Posted by: caltechgirl on January 18, 2006 05:37 PM


Marilyn Monroe was a size 14 and soft. All the sex symbols of her time were "soft". None of this toned, zero body fat, tight muscle, no jiggle, skinny bony girls you see today.

Marilyn Monroe is still worshiped as a Sex symbol.

Auntie Marfa

Posted by: Auntie Marfa on January 18, 2006 03:10 PM


I think the interesting thing about having a Career is that so much energy is dedicated to it that it often serves to distract us from thinking about out other "issues". Now that you are leaving Mega, you're having to face all of these issues, and it's understandably overwhelming.
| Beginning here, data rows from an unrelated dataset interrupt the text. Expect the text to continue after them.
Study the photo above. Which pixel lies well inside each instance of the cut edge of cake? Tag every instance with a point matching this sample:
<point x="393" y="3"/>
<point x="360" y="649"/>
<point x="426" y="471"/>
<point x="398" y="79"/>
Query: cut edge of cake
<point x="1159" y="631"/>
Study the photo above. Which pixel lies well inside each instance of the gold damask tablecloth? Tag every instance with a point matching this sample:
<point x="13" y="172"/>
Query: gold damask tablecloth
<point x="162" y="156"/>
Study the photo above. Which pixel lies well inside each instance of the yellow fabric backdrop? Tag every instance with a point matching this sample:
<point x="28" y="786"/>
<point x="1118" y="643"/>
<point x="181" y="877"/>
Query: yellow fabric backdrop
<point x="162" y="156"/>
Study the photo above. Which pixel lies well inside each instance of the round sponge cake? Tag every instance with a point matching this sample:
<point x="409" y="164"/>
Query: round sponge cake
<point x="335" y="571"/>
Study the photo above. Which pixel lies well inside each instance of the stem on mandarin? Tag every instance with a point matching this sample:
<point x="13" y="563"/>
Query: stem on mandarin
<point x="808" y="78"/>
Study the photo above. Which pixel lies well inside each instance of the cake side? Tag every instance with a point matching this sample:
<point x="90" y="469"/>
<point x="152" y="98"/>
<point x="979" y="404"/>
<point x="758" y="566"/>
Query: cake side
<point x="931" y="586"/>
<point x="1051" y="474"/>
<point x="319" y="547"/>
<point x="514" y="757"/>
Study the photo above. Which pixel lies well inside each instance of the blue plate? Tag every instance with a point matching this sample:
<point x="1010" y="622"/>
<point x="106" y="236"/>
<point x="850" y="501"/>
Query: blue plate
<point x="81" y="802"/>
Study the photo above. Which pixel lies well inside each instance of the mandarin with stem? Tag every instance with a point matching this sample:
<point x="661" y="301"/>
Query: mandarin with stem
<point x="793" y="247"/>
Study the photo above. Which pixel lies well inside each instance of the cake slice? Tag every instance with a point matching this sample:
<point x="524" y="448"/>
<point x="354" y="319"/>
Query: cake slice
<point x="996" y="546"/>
It's like when I quit smoking, I really wondered how I would ever *deal* with all the stresses of life ... and now, almost 5 years later, I am amazed that I have been able to, without my beloved Marlboro Lights, but I have, indeed, been able to.

And you will too.

Posted by: Monica C. on January 18, 2006 03:09 PM


It's amazing how much of our self esteem is tied up with that image we face each morning in the mirror. My body has gone through drastic changes since I was that 125lb college student who still though she was fat, when really I was a bit under a healthy weight for me. I've had three babies, nursed them all, have ended up around 35lbs overweight with boobs the size of well, just way too huge (and saggy). My husband loves my body, me, not so much. I stare in the mirror in my bathroom wondering how my husband could find me attractive. I stare in the mirror during yoga class thinking how disgusting I must look to all the other women in the class (at my all women's gym)--even though I'm there doing something about it. Sigh, it's hard to separate the outside from the inside.

Posted by: A.K. on January 18, 2006 02:24 PM


Huzzah to you for not finding your inner critic this morning. I too, am panicky and ashamed when I have to meet new people, being 80 pounds overweight. I imagine that every waitress is thinking that I should be ordering hot water with lemon instead of actual food. I'd like a moment like you had today...good for you, CM.